9:15 – 9:45
Invited Talk
Pedro Pedreira
Software Engineer at Meta
Scaling AI Training: Storage Layout Challenges
Abstract and speaker bio
Abstract. Modern AI training pipelines demand efficient data loading and preparation; the storage layout layer plays an important role in the performance of both the read and write paths. This talk explores challenges in designing and evolving storage formats optimized for training workloads, discusses feature storage and processing, implications of wide tables, and challenges with normalization. It also presents Nimble, Meta's columnar file format, some of its main design decisions, features, and discusses future challenges and areas of exploration.

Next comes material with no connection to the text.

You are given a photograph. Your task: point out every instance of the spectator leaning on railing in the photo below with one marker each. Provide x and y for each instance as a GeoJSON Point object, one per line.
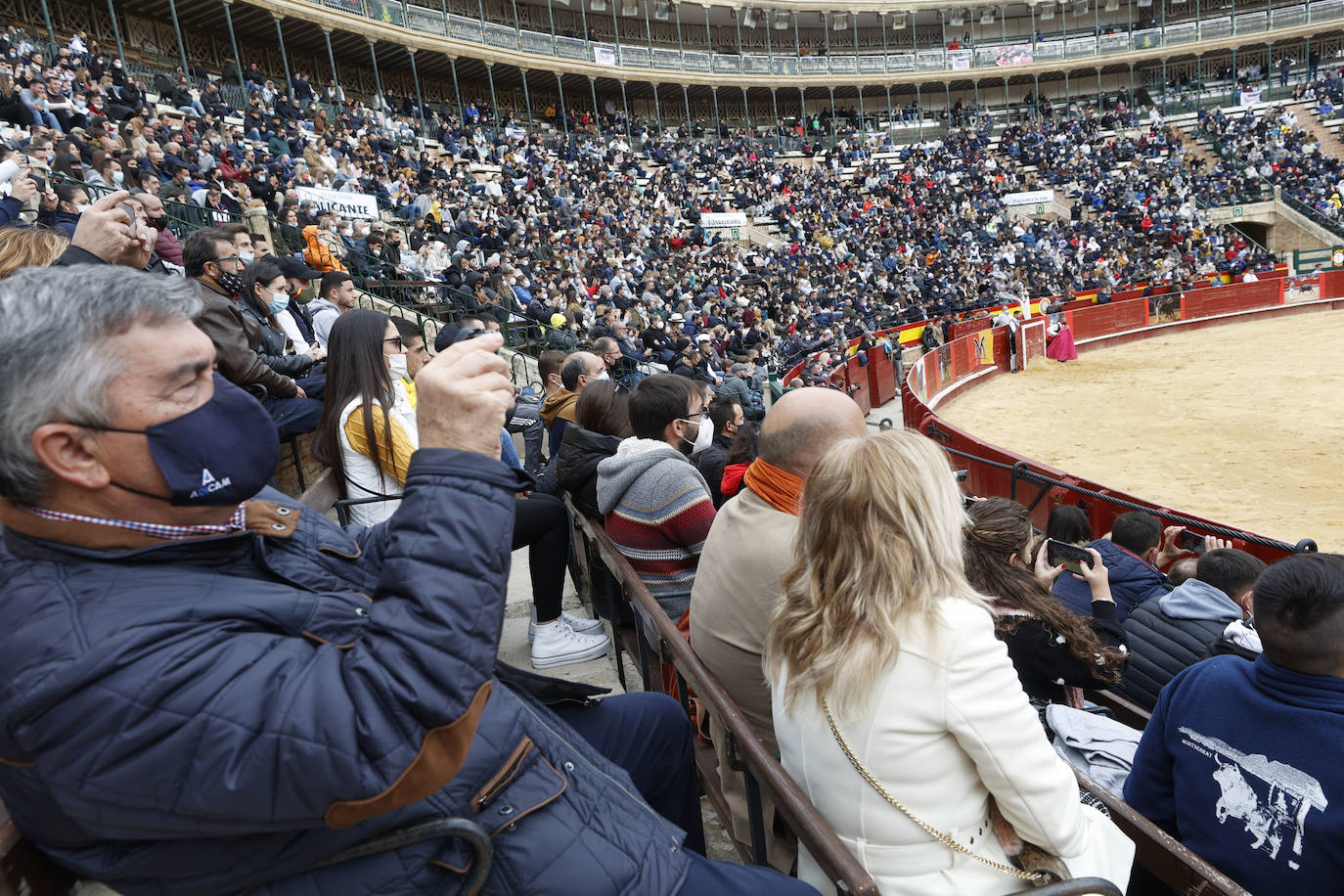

About the speaker. Pedro Pedreira is a Software Engineer at Meta, where he has spent over 13 years working on large-scale compute, storage, and query processing systems. Pedro leads Velox, a cross-organizational effort involving 20+ companies aimed at unifying execution engines using an open-source library, in addition to a variety of related efforts aimed at modernizing compute engines, more recently focused on AI training. Prior to Velox, Pedro led the creation of Cubrick and has contributed to a series of data open source infrastructure projects including Presto, Spark, Gluten, Nimble, Arrow, and others. His work focuses on building high-performance, composable execution libraries that serve as the foundation for analytical and AI workloads at scale.